For a moment she doesn’t seem to register him. And then, quick and defensive, she moves her body
square to his, glares up at him. And something in him wants to laugh, she looks so ridiculous, a fierce little sprite who’s nevertheless run the bridge. But he doesn’t laugh, partly because of the intensity of her gaze, which makes him feel the intruder, and partly because of the doll. Around its neck are large ungainly stitches, black, like you use to sew up a wound.

She feels his eyes, snatches the doll from his sight.

“What’s it to you?” she yells, the spots in her cheeks burning.

And then she’s off, tumbling down the mound, flailing through the brambled undergrowth, and on, into the field beyond. As though he’s after her. Which, of course, he is not.

He watches her for as long as she stays in view. Her body fighting, jagged and twisting, even when the terrain gets easier. He is ashamed to have sent her on this desperate flight.

But he knows what he saw.

“Jan, Jan.” His mother is coming. Her footfalls are on the stairs.

But he certainly cannot answer his mother now. He must reach the end of his thought. He needs to say aloud the thing that he has not been saying aloud. The thing that is worrying him although, as the girl said, it’s nothing to do with him. But it is to do with him. Why else would the blood beat so hard in his breast?
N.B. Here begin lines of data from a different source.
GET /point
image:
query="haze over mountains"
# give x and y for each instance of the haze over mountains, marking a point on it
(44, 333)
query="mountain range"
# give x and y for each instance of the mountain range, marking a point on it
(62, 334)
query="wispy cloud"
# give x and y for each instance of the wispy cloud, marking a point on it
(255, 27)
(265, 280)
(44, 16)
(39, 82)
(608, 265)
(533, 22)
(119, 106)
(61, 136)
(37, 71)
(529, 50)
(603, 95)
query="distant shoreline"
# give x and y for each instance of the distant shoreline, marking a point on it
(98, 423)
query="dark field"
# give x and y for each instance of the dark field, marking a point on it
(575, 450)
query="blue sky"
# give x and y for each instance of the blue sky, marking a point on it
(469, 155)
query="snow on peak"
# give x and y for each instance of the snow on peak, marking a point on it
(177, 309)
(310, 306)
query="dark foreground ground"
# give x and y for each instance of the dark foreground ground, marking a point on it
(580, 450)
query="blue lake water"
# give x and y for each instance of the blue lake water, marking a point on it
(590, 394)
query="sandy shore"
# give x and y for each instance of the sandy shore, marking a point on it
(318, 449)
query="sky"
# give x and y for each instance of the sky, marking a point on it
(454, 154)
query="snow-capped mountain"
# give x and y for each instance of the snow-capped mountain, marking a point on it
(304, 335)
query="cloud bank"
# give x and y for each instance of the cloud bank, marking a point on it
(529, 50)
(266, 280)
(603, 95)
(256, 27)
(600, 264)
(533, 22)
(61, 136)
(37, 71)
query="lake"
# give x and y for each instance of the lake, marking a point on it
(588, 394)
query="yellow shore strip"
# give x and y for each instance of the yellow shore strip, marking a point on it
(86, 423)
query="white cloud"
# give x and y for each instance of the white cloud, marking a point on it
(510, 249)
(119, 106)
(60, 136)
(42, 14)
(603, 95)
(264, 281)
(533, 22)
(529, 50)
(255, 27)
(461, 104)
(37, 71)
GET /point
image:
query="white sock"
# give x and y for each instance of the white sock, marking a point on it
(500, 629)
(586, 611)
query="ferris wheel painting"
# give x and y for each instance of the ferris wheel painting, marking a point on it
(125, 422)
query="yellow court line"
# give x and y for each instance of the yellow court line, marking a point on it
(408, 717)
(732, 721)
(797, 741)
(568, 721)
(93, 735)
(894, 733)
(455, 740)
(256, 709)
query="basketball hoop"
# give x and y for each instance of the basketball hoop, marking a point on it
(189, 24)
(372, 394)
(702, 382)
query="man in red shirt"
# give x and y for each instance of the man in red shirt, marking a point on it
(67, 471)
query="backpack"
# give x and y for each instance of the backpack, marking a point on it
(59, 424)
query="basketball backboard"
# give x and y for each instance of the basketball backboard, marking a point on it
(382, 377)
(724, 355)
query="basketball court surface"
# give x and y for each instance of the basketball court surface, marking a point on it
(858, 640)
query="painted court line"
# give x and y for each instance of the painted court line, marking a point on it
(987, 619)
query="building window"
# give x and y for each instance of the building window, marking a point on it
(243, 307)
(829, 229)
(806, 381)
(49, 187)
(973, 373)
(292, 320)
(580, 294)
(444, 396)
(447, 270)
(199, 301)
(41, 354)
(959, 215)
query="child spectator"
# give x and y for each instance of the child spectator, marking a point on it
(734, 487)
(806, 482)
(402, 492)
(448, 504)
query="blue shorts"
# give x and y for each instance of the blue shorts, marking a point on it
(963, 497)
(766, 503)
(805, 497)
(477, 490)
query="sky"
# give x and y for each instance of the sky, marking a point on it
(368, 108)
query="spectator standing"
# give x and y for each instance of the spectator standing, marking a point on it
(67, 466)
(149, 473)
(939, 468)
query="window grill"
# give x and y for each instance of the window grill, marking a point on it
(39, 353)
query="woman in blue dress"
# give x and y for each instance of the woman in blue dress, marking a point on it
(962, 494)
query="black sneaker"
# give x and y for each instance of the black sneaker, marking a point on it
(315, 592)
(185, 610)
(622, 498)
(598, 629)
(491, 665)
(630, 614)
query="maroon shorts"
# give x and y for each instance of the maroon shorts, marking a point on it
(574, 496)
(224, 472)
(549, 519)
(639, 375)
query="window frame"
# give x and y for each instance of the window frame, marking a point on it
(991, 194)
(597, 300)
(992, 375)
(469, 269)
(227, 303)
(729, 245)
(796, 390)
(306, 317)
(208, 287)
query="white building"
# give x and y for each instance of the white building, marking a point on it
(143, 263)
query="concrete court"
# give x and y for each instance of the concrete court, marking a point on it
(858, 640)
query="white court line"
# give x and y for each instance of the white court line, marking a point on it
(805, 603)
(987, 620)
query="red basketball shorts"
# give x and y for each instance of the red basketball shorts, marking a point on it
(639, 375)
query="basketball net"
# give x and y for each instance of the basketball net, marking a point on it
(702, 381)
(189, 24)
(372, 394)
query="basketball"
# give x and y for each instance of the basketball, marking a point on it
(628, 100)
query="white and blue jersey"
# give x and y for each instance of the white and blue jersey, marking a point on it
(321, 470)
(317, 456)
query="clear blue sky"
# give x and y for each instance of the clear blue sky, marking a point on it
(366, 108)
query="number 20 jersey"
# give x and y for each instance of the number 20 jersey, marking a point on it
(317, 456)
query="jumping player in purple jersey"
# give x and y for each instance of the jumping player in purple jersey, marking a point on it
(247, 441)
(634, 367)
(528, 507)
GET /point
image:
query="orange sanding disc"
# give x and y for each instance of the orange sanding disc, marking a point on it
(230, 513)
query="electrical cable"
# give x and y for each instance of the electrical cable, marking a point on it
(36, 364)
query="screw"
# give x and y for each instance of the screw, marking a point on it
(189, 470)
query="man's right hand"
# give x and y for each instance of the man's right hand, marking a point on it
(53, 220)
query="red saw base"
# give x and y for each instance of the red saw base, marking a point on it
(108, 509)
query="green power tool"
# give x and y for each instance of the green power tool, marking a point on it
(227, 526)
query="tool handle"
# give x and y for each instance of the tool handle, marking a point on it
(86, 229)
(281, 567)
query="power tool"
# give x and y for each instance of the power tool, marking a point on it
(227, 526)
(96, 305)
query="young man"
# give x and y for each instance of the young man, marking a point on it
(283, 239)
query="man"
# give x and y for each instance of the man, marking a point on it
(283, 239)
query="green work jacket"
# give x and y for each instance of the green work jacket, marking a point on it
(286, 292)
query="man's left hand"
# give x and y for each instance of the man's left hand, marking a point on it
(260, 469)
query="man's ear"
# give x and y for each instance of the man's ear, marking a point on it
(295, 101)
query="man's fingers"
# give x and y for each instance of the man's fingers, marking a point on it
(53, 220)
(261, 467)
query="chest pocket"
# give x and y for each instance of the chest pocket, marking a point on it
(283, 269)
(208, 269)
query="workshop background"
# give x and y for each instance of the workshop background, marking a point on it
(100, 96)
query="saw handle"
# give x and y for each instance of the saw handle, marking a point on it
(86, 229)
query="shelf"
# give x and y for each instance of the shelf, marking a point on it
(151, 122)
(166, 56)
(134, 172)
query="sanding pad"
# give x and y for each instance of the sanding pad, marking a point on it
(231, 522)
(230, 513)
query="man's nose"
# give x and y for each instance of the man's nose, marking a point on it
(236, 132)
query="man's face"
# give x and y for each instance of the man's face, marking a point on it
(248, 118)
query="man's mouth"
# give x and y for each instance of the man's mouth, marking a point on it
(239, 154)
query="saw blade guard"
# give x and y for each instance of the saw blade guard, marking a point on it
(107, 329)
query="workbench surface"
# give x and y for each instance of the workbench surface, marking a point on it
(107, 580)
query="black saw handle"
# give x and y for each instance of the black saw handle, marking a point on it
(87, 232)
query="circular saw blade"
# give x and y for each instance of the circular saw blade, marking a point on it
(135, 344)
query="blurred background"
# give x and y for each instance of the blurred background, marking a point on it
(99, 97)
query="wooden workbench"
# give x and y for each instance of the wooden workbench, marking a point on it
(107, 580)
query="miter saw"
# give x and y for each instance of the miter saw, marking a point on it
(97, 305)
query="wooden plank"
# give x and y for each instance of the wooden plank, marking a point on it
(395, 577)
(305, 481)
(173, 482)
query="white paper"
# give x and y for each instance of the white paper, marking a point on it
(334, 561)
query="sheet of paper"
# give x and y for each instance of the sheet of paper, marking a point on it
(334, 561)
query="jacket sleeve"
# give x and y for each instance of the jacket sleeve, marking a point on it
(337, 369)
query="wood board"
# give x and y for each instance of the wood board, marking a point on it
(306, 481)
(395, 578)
“Jan!” His mother comes into the room. “Didn’t you hear me?”

He heard her.

“Jan, oh Jan.” She sits down beside him on the bed. “Jan, they rang me at work. They said you didn’t go in today. Why is that, Jan?”

He doesn’t know. He knows only he had to be at the bridge.

“You understand how important your education is, don’t you, Jan? You can do nothing, be nothing, without it. Tell me you understand?”

He understands.

“Jan, why don’t you speak to me?”

Jan has nothing to say on the subject of education.

“Jan, please speak to me.”

“The doll,” Jan says aloud, “I think it’s evil.”